I have a csv file in which the first line reads something like the following:
Pyscip_V1.11 Ref: #001=XYZ_0[1234] #50=M3_0[112] #51=M3_1[154] #52=M3_2[254]...
and so on. What I'd like to do is create filtered value such that the first column is
Ref
and it takes all the values after the # sign like 001,50,51,52... The second column name is ID and it takes the value after = like XYZ_0,M3_0,M3_1,M3_2,M3_3... And finally make a third column which takes all the values present in the square brackets like 1234,112,154,254,...
header_pattern = r'Pyscip_V(\d+\.\d+) Ref:'
version_match = re.search(header_pattern, first_line.iloc[0, 0])
version_number = version_match.group(1) if version_match else ''
matches = re.findall(r'#(\d+)=(\w+_\d)\[([\d]+)\]', first_line.iloc[0, 0])
parsed_df = []
for match in matches:
row_dict = {
'Ref': match[0] if match[0] else '',
'ID': match[1] if match[1] else '',
'Ser_No': match[2] if match[2] else ''
}
parsed_df.append(row_dict)
new_df = pd.DataFrame(parsed_df)
However, I only get enpty dataframe. What seems to be the problem here?

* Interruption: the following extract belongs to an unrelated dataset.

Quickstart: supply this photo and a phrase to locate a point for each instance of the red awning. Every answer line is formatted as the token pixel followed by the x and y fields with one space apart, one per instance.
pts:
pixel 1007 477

Edit: the data from 3rd row looks like the following:
ID Date XYZ_0 M3_0 M3_1 M3_2
1 22.12.2023 12.6 0.5 1.2 2.3
The expected outcome is
Ref ID Num
001 XYZ_0 1234
50 M3_0 112
51 M3_1 154
I would open the csv file, extract the first line and process it, only after read the rest of the CSV with pandas.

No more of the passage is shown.